Phase 4 monitoring of the implementation of the Organisation for Economic Co-operation and Development's (OECD) anti-bribery convention will soon get under way. The fourth phase, driven by the working group on bribery (WGB), is currently in the planning stage – the WGB recently called for comment from interested organisations, institutions and parties on how the next round of monitoring could proceed more smoothly and efficiently.
The previous three phases each focused on a different aspect of the convention:
* Phase 1 evaluated the adequacy of a country's legislation to implement the convention;
* Phase 2 assessed whether a country is applying its legislation effectively;
* Phase 3 focused on enforcement of the laws implementing the convention and associated instruments;
* Phase 4 will focus on detection, enforcement, and corporate liability, and other major topics relevant to adequate implementation of the convention's obligations.
Transparency International (TI) has submitted comments for consideration. The organisation has called for a study into the methods used by convention countries to collect enforcement statistics – this would lead to a better comparison of their enforcement efforts. TI also mentioned that in the case of some convention countries, it is difficult to gain access to case information.
Studies in sectors that are prone to foreign bribery – such as the construction, defence, extractive and manufacturing sectors – would support detection and investigation efforts of law enforcement bodies.
TI recommended an analysis in all parties of the availability of sufficient resources to investigate and prosecute foreign bribery, using a common methodology, and an assessment of the levels of independence of enforcement bodies.
TI asked that the OECD WGB follow up on outstanding recommendations from the three previous review phases.
In the case of countries that continue to inadequately implement their OECD obligations and ignore OECD recommendations, TI suggested various measures, including making the findings of the WGB known to the public in those countries; promoting greater transparency, such as translating reports into the official language of the country in question; and discussing the findings in an open parliamentary session.
The organisation also suggested a name and shame tactic, where an easily accessible section on OECD’s website would feature “outstanding recommendations of each convention country from all review phases, indicating the date of the recommendation given, the text of the recommendation and the dates when the WGB already followed up on them”.
If the country continues to disregard its obligations, the WGB should define a point at which that country should be referred to the OECD council. If this does not work the OECD and WGB should call for the country’s withdrawal from the convention.
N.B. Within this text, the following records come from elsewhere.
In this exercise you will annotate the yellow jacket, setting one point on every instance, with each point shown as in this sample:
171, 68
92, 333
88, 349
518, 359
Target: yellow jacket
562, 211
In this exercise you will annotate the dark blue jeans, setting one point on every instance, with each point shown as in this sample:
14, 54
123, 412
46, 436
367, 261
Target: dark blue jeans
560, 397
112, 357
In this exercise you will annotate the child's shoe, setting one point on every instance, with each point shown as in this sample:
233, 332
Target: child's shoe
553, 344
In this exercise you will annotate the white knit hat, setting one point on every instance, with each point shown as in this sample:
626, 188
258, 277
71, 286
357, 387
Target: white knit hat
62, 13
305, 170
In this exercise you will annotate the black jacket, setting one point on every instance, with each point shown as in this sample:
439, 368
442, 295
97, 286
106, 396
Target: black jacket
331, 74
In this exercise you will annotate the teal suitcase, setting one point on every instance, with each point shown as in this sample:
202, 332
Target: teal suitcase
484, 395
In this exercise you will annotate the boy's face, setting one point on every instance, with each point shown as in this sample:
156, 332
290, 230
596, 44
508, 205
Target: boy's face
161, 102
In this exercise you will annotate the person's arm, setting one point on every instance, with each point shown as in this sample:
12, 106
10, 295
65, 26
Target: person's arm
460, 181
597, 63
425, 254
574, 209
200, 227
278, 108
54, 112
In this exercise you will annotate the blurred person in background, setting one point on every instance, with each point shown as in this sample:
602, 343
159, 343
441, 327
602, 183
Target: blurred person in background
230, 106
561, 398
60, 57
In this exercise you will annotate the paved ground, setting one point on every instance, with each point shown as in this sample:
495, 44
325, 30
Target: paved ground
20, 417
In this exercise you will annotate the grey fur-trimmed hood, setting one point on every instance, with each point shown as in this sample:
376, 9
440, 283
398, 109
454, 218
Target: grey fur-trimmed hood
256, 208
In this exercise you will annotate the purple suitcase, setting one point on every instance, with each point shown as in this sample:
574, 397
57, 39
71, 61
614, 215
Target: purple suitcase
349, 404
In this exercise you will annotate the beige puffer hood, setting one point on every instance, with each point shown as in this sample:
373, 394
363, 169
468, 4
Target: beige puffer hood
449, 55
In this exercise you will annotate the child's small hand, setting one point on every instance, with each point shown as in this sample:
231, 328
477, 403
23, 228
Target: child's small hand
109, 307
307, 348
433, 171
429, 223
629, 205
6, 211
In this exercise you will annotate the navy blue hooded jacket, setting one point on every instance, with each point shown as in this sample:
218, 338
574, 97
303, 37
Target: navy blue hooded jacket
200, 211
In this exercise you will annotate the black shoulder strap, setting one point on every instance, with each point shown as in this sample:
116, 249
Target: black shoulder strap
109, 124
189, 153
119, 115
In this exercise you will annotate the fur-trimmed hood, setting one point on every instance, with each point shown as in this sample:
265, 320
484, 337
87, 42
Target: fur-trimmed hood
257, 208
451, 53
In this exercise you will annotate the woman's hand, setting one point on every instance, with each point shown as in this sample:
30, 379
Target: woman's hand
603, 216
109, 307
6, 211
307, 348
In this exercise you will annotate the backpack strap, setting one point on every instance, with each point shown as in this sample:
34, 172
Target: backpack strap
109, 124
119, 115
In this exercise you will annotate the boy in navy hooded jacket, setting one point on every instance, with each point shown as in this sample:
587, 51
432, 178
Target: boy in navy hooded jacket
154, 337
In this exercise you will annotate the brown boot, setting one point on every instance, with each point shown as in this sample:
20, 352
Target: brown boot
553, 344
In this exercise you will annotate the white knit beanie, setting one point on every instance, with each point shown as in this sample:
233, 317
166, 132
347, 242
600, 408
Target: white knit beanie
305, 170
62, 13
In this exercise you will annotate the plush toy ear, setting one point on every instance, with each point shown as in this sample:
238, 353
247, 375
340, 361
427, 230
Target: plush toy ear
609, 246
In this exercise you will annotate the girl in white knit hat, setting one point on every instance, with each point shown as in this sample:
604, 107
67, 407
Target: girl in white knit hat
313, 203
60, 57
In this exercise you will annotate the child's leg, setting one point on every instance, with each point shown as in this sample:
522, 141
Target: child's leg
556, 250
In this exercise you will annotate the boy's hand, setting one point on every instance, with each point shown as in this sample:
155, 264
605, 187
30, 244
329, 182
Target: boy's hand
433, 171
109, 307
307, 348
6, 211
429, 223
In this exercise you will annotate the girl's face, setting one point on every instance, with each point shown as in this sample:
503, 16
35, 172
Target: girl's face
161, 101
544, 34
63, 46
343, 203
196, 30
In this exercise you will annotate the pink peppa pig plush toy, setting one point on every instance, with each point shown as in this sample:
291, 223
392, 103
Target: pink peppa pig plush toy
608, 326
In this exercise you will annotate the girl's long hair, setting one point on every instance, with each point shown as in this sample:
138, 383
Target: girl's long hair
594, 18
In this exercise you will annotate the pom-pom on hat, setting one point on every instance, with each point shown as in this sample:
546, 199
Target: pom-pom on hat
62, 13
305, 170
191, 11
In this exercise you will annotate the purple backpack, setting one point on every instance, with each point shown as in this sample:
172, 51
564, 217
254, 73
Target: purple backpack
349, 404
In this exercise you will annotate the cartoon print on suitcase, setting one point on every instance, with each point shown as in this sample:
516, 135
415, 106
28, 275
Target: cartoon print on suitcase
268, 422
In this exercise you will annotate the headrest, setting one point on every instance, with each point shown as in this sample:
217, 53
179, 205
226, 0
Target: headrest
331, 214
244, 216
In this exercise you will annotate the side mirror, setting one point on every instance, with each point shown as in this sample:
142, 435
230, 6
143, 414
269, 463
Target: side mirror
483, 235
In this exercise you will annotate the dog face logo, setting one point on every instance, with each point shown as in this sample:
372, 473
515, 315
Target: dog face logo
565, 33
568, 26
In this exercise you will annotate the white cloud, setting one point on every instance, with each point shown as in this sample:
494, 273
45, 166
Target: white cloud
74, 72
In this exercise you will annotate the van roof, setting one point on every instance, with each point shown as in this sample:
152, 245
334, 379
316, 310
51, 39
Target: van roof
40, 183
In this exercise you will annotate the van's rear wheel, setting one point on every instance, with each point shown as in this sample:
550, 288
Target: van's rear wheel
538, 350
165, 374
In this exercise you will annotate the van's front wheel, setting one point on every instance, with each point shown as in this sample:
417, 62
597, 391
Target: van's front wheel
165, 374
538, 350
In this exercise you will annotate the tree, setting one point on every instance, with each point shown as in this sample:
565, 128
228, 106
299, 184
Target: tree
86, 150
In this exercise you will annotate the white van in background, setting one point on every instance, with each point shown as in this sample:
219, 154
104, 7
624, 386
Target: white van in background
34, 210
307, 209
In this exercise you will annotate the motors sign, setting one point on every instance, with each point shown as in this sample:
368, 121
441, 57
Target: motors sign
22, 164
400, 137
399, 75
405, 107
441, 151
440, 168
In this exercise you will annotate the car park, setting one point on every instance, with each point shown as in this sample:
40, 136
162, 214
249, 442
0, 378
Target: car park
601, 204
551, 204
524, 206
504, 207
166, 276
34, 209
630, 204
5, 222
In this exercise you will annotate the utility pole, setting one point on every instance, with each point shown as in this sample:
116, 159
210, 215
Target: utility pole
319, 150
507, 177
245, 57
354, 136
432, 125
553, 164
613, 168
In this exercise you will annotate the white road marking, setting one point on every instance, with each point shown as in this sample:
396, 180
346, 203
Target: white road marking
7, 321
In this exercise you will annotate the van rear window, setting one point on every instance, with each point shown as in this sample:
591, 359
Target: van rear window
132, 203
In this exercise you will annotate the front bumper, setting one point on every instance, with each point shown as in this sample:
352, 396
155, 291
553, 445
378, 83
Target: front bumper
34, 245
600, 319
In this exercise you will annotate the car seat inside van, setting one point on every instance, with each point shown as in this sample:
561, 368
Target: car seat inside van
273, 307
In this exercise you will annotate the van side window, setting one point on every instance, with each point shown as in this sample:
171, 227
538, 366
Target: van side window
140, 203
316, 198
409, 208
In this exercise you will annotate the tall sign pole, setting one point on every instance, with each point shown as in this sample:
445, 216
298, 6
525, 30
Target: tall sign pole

TI also commented on issues such as private sector and civil society engagement in the forthcoming round, saying, among other things, that the business sector and civil society should have equal access to the public consultations organised by the OECD WGB, and sit as observers at the meetings of the OECD WGB.
Also, representatives of both sides in bribe recipient countries should attend public consultations and OECD WGB meetings, where they could share their experiences on the effects of cross-border corruption so as to inform the work of the OECD WGB.
Access to information on these issues is just as important, and the WGB’s website should make all foreign bribery related information more accessible, says TI. Also, the OECD WGB should “regularly disclose information on recipients of foreign bribery”.
SA failing to effectively implement OECD convention
In October 2014 TI published its annual progress report, titled Exporting Corruption, on the implementation of the OECD anti-bribery convention. At the same time TI released individual reports for selected countries – Corruption Watch prepared the analysis of the South African report.
Earlier in the year, the OECD published its Phase 3 Report on Implementing the OECD Anti-bribery Convention in South Africa, which showed that South Africa has thus far failed in its implementation of the anti-bribery convention.
The reports concur that South Africa, in the seven years since it adopted the convention, has under-performed. Only 10 cases of foreign bribery have received attention from authorities, and none have been successfully prosecuted.
“For the anti-bribery convention to achieve a fundamental change in the way companies operate, we need a majority of leading exporters to be actively enforcing it, so that the other countries will be pressured to follow suit,” said TI chairperson José Ugaz in a statement.